Georgia considers bill to curb municipal broadband

Some Georgia lawmakers are taking a page from North Carolina’s playbook in order to limit municipal broadband projects in the state. Georgia Senate Majority Leader Chip Rogers is sponsoring a bill that he says is designed to keep government from unfairly competing against incumbent broadband providers. The bill makes the same kinds of arguments included by the telecommunications lobby in a previous measure that passed in North Carolina, effectively limiting municipal broadband growth in that state.

Under the terms of the bill, municipalities would be prevented from paying for communication networks with tax or government revenue or from subsidizing subscription prices. The bill also requires that local governments hold public hearings and a special election before becoming a broadband provider.

The special election requirement goes a step further than the North Carolina legislation of the same flavor. Three cities in Georgia, Tifton, Marietta, and Acworth currently provide publically funded broadband networks but, Rogers calls them unsuccessful and the government an unfair competitor to private business. He claims that the bill would “level the playing field.”

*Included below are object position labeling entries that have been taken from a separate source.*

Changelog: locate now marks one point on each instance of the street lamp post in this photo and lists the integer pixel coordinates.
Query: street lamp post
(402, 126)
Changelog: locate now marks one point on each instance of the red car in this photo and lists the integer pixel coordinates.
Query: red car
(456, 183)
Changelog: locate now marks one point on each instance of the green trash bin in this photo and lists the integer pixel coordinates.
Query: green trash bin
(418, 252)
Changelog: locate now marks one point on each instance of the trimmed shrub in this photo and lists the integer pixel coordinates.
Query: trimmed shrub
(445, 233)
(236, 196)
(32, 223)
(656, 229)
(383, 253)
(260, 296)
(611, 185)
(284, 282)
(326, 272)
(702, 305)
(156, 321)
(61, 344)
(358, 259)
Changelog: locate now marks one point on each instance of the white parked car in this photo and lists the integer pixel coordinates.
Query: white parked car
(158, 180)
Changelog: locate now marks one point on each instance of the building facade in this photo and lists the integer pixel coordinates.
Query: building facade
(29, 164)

“The private sector is handling this exceptionally well,” Rogers said in an Associated Press account. “What they don’t need is for a governmental entity to come in and compete with them where these types of services already exist. We’re not outlawing a local government entity from doing this, but if they’re going to compete, they can play by the same rules and ask the voters if it’s okay before they go out and spend all these dollars.”

Rogers claims are dubious at best. According to the National Broadband Map, Georgia ranks 20th in the nation for broadband access. According to the forward of a report by Rich Calhoun, Program Director of the Georgia Technology Initiative, “As I traveled through the state to talk with leaders in municipalities, counties and community anchor institutions, I found that many places throughout Georgia indicated that they did not have access to affordable or sufficient broadband services. Telecommunications firms who have made significant investments in Georgia indicated that in some areas of the state the return on investment would not qualify for further investment at the present time.”

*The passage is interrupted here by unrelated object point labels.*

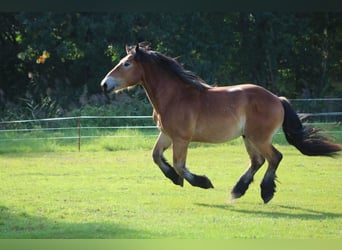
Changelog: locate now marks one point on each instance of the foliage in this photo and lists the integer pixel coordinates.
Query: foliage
(52, 63)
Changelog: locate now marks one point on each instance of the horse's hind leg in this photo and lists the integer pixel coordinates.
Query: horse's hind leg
(161, 145)
(257, 160)
(268, 185)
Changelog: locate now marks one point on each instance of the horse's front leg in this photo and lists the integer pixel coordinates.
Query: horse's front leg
(164, 142)
(180, 148)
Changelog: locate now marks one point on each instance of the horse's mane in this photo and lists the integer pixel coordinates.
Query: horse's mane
(143, 53)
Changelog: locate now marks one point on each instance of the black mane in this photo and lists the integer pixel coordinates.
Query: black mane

According to data in a previous CivSource piece on the state of municipal broadband, “just over 50 cities in the US have their own fiber networks and fewer than 100 have cable networks.”

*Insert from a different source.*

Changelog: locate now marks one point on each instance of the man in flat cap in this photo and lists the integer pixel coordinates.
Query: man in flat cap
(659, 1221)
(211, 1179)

However, incumbent broadband providers have a significant interest in ensuring that they are the only players in the broadband market, despite open unwillingness to build the infrastructure needed to foster a broadband economy in the United States. The requirements of the bill most notably – special elections – will erect high cost barriers to creating municipal broadband networks even for more affluent cities in the state. Ensuring that a market with little to no activity will go uninterrupted by communities attempting to provide needed infrastructure for themselves.

Rogers claims that these requirements only make governments “play by the same rules,” as the private sector. Although we are left to question when was the last time a private sector provider held a special election before it began an initiative or was barred from using or raising capital to start a project.